A relative informed her that the girl had been put up for adoption, had a new name -- Janna Jones Preston -- and as an adult was looking for her father.
Gulley talked to Janna on the phone, drove to Hatfield's homeless camp in Hanford and handed him her cell phone. It was Janna. They talked, but neither could afford to travel to see each other face to face.
Gulley sent a letter to "The Trisha Goddard Show," a TV talk show that specializes in family issues. A few weeks ago, the show contacted Gulley and flew her, Musgrave and Hatfield to Stamford, Conn. for the Dec. 10 taping of Hatfield and Preston finally reuniting.
But there was a hiccup: Hatfield was crushed when he was told that Janna couldn't be there, although the show would do a live video feed from Florida. But in fact, she was in the studio and suddenly walked onto the stage to greet the father she never knew.
"I lost it," Hatfield said. "I couldn't believe it."
A man who had been homeless for nine years "became a human being right before our eyes," Gulley said.
And now Hatfield, 60, isn't homeless.
He'd served in the Marines in the early 1970s, so Paul Sanchez of Hanford -- a stranger who stopped to talk with Hatfield outside Walmart -- helped him connect with the Veterans Administration. Now Hatfield gets a monthly VA check that covers rent and groceries, and Hatfield rents a room in Sanchez's home.

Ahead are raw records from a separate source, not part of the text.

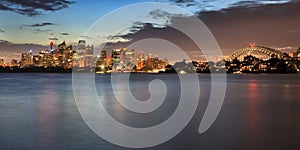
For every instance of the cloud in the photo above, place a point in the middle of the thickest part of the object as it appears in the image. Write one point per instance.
(198, 6)
(41, 31)
(53, 39)
(64, 33)
(4, 42)
(33, 7)
(39, 24)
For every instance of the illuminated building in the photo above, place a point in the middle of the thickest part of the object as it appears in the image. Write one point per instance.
(26, 59)
(14, 63)
(102, 60)
(81, 53)
(115, 58)
(89, 61)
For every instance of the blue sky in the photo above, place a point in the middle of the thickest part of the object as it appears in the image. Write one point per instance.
(78, 17)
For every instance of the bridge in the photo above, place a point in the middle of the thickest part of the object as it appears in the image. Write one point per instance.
(253, 49)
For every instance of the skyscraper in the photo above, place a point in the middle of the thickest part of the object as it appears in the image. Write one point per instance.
(81, 53)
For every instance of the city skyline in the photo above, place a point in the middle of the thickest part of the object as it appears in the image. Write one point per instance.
(38, 26)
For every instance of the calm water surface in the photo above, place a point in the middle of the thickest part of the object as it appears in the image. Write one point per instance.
(38, 111)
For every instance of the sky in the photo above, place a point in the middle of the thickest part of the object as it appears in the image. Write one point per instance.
(31, 24)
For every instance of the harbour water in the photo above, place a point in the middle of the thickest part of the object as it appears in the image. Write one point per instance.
(260, 111)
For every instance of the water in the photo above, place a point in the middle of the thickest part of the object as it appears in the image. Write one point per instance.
(38, 111)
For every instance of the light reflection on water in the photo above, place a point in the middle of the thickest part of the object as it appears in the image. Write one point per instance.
(260, 112)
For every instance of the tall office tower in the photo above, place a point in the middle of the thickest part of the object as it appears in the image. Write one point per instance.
(115, 56)
(130, 55)
(81, 53)
(89, 61)
(61, 57)
(61, 47)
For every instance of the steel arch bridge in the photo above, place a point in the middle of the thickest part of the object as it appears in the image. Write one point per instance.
(260, 49)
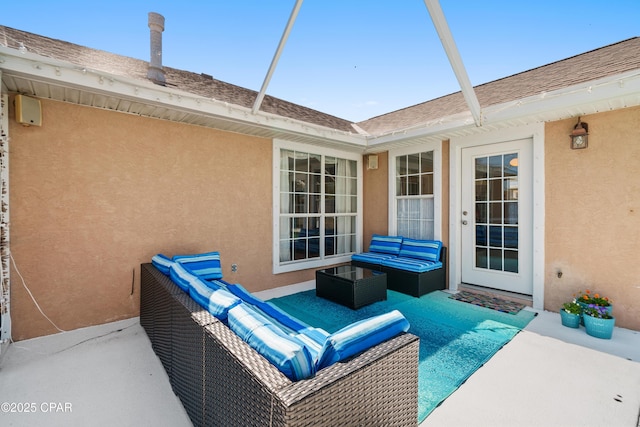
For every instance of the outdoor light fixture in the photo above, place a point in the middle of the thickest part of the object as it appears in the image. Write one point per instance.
(579, 135)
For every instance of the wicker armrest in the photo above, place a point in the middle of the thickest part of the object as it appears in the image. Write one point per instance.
(223, 381)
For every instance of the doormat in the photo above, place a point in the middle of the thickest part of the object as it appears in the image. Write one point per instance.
(488, 301)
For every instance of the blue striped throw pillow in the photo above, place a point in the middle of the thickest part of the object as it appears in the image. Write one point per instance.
(205, 265)
(162, 263)
(428, 250)
(385, 244)
(286, 353)
(360, 336)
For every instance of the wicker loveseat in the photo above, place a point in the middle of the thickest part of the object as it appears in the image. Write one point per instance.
(223, 381)
(414, 267)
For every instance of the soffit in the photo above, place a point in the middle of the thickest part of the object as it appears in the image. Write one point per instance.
(552, 92)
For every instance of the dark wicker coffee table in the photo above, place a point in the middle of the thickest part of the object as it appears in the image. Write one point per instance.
(352, 286)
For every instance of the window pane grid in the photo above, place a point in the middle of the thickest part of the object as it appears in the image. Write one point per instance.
(318, 206)
(414, 176)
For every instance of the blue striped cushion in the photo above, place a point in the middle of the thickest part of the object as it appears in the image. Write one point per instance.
(205, 265)
(412, 264)
(181, 276)
(371, 257)
(212, 298)
(385, 244)
(360, 336)
(288, 323)
(287, 353)
(162, 263)
(428, 250)
(314, 339)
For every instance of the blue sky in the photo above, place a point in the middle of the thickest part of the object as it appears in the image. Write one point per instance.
(355, 59)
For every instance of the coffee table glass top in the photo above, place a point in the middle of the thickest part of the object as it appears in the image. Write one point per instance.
(349, 272)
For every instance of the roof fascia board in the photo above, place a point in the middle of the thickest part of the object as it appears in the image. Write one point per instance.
(50, 71)
(449, 45)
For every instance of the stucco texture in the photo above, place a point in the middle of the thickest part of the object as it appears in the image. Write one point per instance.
(95, 193)
(593, 213)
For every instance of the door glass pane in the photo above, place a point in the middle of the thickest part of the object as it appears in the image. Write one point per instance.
(496, 212)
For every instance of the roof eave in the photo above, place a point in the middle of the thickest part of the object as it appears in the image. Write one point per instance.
(60, 76)
(606, 94)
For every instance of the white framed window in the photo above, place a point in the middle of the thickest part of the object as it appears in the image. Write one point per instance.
(317, 206)
(415, 191)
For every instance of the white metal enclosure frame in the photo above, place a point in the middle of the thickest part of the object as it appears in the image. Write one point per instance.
(5, 254)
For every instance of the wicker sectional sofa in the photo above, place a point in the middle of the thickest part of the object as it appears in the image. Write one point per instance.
(414, 267)
(221, 380)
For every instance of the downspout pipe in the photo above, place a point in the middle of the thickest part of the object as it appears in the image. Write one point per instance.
(276, 57)
(156, 27)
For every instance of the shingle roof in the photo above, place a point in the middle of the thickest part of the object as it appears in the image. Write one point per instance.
(599, 63)
(606, 61)
(197, 84)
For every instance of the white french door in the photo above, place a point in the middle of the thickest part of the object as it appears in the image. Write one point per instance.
(497, 216)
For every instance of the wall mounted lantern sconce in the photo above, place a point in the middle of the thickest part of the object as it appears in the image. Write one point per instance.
(579, 135)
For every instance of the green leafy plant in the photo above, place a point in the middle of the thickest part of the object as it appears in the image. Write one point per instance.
(588, 297)
(598, 311)
(572, 307)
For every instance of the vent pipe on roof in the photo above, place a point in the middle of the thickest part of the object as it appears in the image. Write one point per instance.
(156, 25)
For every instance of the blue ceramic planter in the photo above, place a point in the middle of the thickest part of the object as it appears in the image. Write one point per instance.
(569, 320)
(599, 328)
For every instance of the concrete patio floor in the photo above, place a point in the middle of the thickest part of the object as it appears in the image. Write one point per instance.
(548, 375)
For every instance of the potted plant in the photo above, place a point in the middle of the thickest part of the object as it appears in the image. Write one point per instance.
(570, 314)
(598, 321)
(586, 298)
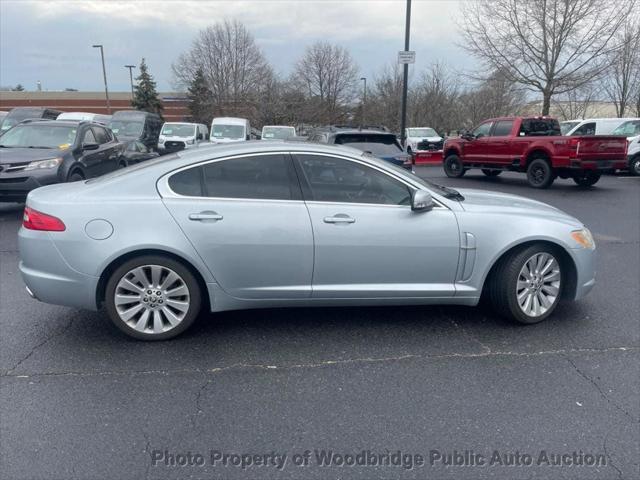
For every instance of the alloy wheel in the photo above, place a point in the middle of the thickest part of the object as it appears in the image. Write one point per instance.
(538, 285)
(152, 299)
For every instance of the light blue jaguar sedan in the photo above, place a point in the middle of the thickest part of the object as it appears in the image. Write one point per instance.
(279, 224)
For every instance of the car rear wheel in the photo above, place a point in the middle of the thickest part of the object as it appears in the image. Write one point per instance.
(587, 179)
(526, 285)
(152, 298)
(453, 166)
(539, 173)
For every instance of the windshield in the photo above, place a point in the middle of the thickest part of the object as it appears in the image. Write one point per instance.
(280, 133)
(379, 145)
(39, 136)
(422, 132)
(566, 126)
(628, 129)
(227, 131)
(127, 128)
(178, 130)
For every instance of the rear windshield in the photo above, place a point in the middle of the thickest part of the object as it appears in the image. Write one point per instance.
(628, 129)
(39, 136)
(379, 145)
(540, 127)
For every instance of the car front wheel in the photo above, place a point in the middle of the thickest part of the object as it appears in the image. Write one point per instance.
(527, 284)
(453, 166)
(152, 297)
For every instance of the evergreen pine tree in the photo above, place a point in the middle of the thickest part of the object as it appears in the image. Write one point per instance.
(145, 96)
(200, 97)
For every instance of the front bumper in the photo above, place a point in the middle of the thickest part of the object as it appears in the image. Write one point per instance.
(585, 262)
(48, 277)
(15, 186)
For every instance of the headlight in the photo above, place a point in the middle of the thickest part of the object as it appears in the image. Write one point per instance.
(584, 238)
(49, 163)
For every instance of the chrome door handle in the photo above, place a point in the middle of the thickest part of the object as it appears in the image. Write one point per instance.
(339, 218)
(203, 216)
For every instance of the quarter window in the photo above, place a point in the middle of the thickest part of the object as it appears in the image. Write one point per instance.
(482, 130)
(502, 128)
(332, 179)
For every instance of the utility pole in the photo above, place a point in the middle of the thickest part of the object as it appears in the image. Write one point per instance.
(104, 74)
(131, 67)
(364, 101)
(405, 77)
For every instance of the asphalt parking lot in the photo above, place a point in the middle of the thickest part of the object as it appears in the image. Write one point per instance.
(80, 401)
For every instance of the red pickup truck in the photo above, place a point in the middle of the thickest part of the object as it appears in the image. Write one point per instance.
(534, 145)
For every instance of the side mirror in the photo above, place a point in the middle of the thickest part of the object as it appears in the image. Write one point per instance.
(421, 201)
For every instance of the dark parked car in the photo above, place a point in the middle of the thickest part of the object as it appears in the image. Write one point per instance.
(377, 141)
(19, 114)
(128, 125)
(137, 151)
(36, 153)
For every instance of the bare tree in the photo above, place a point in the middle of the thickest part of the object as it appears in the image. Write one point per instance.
(434, 99)
(233, 65)
(328, 75)
(622, 81)
(576, 103)
(549, 46)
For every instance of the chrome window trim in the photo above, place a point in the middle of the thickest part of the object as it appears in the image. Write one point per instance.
(165, 190)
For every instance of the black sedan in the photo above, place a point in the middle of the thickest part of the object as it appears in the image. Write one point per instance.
(37, 153)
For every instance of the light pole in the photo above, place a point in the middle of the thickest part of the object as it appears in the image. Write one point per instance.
(131, 67)
(364, 101)
(405, 78)
(104, 74)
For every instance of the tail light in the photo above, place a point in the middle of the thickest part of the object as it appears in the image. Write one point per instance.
(35, 220)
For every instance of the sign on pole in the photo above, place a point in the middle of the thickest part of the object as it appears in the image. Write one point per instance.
(406, 57)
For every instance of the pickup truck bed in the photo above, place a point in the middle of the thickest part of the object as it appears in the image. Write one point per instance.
(535, 147)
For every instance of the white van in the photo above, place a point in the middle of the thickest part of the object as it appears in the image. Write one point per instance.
(631, 130)
(277, 132)
(422, 139)
(176, 136)
(230, 129)
(85, 117)
(592, 126)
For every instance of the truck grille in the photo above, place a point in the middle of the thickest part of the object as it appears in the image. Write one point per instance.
(431, 146)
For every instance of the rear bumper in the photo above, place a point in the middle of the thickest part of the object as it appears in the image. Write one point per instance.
(16, 186)
(47, 275)
(602, 165)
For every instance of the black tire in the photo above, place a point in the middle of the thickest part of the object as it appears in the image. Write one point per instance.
(587, 179)
(503, 284)
(194, 297)
(634, 165)
(539, 173)
(453, 166)
(75, 176)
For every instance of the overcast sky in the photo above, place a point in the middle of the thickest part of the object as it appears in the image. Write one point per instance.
(51, 40)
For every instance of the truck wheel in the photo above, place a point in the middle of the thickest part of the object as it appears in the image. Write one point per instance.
(526, 285)
(634, 165)
(587, 179)
(539, 173)
(453, 166)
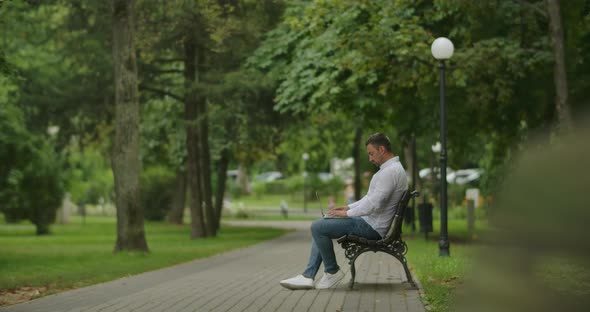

The show airs at 1 p.m. Christmas Day on KAIL Channel 53. Here's a preview.
RUIZ 4 KIDS: The Ruiz 4 Kids Fiesta raised $352,189, a 30% increase from last year, said Kim Ruiz Beck, chairman of Ruiz Foods, Inc. and president of Ruiz 4 Kids.
At a luncheon, four charities received funds: Blind Babies Foundation, $75,654; Wish Upon A Star, $77,224; CASA of Tulare County, $95,954; Miracle League of Visalia, $103,354.
The mission of Ruiz 4 Kinds, started in 1990 at the urging of employees, is to raise money for organizations that help children.
ANITA FUND: Family HealthCare Network, which has clinics in Tulare and Kings counties, handed out 126 holiday gift baskets to patients nominated by the staff.
Baskets included a $75 gift card, blanket, gifts for children, a fresh chicken, berries and nonperishables.
Employees donate from their paychecks to fund the annual Anita Fund program.